I have a homestart volunteer who comes once a week, and has been about four-five times now. I have ds (3) and dd (8 months), and spent 8 weeks in a lithe and baby psychiatric unit when dd was very little. Dd was also in hospital for refusal to feed and weight loss an dx with reflux and cmpi. Obviously I was struggling. Homestart was recommended a a way of getting me support for which I am very grateful.
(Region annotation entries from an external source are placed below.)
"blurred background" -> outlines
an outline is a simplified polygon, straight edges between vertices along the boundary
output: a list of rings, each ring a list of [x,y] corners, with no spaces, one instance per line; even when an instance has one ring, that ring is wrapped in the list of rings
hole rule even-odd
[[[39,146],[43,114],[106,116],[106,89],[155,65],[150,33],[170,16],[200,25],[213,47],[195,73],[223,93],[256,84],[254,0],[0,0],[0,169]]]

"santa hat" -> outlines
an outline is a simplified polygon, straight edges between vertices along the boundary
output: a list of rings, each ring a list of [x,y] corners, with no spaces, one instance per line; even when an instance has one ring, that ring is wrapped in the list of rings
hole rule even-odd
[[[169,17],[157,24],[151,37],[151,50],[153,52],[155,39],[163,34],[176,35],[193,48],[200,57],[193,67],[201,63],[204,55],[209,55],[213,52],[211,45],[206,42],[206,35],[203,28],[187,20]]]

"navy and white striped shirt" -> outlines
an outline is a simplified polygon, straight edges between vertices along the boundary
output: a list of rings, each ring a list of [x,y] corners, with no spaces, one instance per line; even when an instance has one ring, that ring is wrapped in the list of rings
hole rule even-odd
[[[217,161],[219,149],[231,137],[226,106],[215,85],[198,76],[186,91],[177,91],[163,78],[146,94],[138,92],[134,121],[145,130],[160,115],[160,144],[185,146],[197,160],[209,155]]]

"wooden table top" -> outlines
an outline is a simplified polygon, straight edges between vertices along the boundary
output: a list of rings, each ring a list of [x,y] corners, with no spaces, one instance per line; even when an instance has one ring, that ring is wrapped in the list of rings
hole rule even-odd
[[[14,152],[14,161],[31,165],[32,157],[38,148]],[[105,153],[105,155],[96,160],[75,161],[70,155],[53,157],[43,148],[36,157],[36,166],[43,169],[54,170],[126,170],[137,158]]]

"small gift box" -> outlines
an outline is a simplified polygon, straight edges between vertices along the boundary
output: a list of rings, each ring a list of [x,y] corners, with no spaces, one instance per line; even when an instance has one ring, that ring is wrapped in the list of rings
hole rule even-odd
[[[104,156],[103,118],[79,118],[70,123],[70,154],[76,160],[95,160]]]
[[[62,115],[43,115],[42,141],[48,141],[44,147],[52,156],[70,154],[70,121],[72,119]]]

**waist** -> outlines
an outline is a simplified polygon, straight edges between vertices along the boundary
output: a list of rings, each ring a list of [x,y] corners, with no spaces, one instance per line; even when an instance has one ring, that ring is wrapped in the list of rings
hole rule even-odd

The volunteer is very nice, but she comes and chats for two or so hours. We make small talk and talk a bit about some issues. The problem is I find it incredibly hard work and not all that useful. I don't want to sound ungrateful, but I have friends I see and chat to, I go out every day. I struggle with managing both children together and keeping on top of basic house stuff like washing bottles and the like.

I don't know how to address it as I dread her coming . It is the thing I find hardest, talking to someone I don't know, making conversation. And the whole time she is there I can't get on with anything, make a cup of tea etc. I'm probably not explaining this well.

What I need is a break, to be able to to things in house/sleep/be by myself for 20mins- that would help (we have no family near to help), not just to chat to a stranger.

I sound like a cow. But I just think I am wasting her time.

MajaBiene Tue 02-Apr-13 17:31:03

There is no reason why a volunteer can't watch the kids while mum has a sleep or bath - in fact that is suggested in the training. HS can practical help as well as emotional support but within the limits of a once a week, 2-3 hour visit so isn't suitable for a family that need care.

FarleyD Tue 02-Apr-13 16:09:43

I do think some health visitors and social services refer people to HS indiscriminately. HS only helps families where there is at least one child under five (although there can obviously be elder children too), but often inappropriate referrals were made.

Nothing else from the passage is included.